子育て中のパパとしては、「10日」という数字が妙にリアルに感じます。0歳児の睡眠サイクルと同じくらい短い期間で決断を迫られるわけですからね…(遠い目)
ポイント:不信任決議は2/3出席・3/4同意、解散後の再不信任は過半数でOK。10日がキーワード
再議制度の種類と要件|一般再議と特別再議の違い
次に押さえておきたいのが「再議制度」です。これは長が議会の議決に異議があるときに、もう一度審議をやり直させる制度。
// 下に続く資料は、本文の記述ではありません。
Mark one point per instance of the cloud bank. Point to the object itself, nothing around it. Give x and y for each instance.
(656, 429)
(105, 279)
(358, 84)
一般再議と特別再議の2種類があります。
【一般再議(176条1項)】
・対象:条例・予算に関する議決
・要件:長が異議があるとき
・期間:送付を受けた日から10日以内
・再議決要件:出席議員の2/3以上の同意
【特別再議(176条4項・177条)】
①義務的再議(176条4項)
・対象:議会の議決・選挙が権限を超える、または法令・会議規則に違反するとき
・長は再議に付さなければならない(義務)
②収支不能の場合の再議(177条)
・対象:予算で歳出の削除・減額が、義務的経費や災害経費に及ぶとき
・長は理由を示して再議に付さなければならない
【図解で整理】
再議制度
├─一般再議(任意):条例・予算への異議
└─特別再議(義務)
├─違法な議決・選挙
└─義務費等の削除・減額
【本試験での問われ方】
本試験では「一般再議と特別再議の区別」がよく問われます。
例えば、「長は、議会の議決が違法であると認めるときは、再議に付すことができる」という選択肢。これは✕です。正しくは「再議に付さなければならない」=義務的再議だからです。
「できる」と「しなければならない」の違い、ここは確実に押さえておきましょう!
ポイント:一般再議は任意、特別再議は義務。「できる」と「しなければならない」の区別が頻出
専決処分の2パターン|179条と180条の違いを比較
最後に専決処分について整理します。これは長が議会の議決を経ずに処理できる制度で、2つのパターンがあります。
【179条の専決処分(緊急時)】
・議会が成立しないとき
・113条ただし書きの場合でなお会議を開けないとき
・長が議会を招集する暇がないと認めるとき
・議会が議決すべき事件を議決しないとき
→長が専決処分した後、次の議会で報告し承認を求める必要あり
【180条の専決処分(軽微な事項)】
・議会の委任による専決処分
・軽易な事項で議会が指定したものに限る
→次の議会で報告のみでOK(承認不要)
【比較表】
179条 180条
事由 緊急時 委任
対象 制限なし 軽易な事項
事後処理 承認必要 報告のみ
【重要判例との関連】
179条の専決処分について、議会が不承認とした場合の効力が問題になることがあります。判例では、不承認でも専決処分の効力自体は影響を受けないとされています。ただし、長の政治的責任は別問題です。
【本試験での問われ方】
「180条の専決処分について、長は議会の承認を求めなければならない」→✕(報告のみでOK)
「179条の専決処分が議会で不承認となった場合、当該処分は無効となる」→✕(効力に影響なし)
この辺りは細かいですが、過去問で繰り返し出題されているので、確実に押さえておきましょう。
ポイント:179条は緊急時で承認必要、180条は委任で報告のみ。不承認でも効力に影響なし
まとめ
- 二元代表制は住民が議会と長を別々に直接選挙で選ぶ仕組み(国の議院内閣制と区別)
- 不信任決議は2/3出席・3/4同意が必要、解散後の再不信任は過半数でOK、10日以内がポイント
- 再議制度は一般再議(任意)と特別再議(義務)の区別、専決処分は179条(承認要)と180条(報告のみ)の違いを押さえる
よくある質問
115日目、お疲れさまでした!二元代表制は地方自治法の中でも特に出題頻度が高い分野です。今日整理した「不信任決議と解散」「再議制度」「専決処分」の3つを図解でイメージできるようになれば、本試験でも自信を持って解答できます。僕も子どもたちを寝かしつけた後、Claudeと一緒に復習します。明日も一緒に頑張りましょう!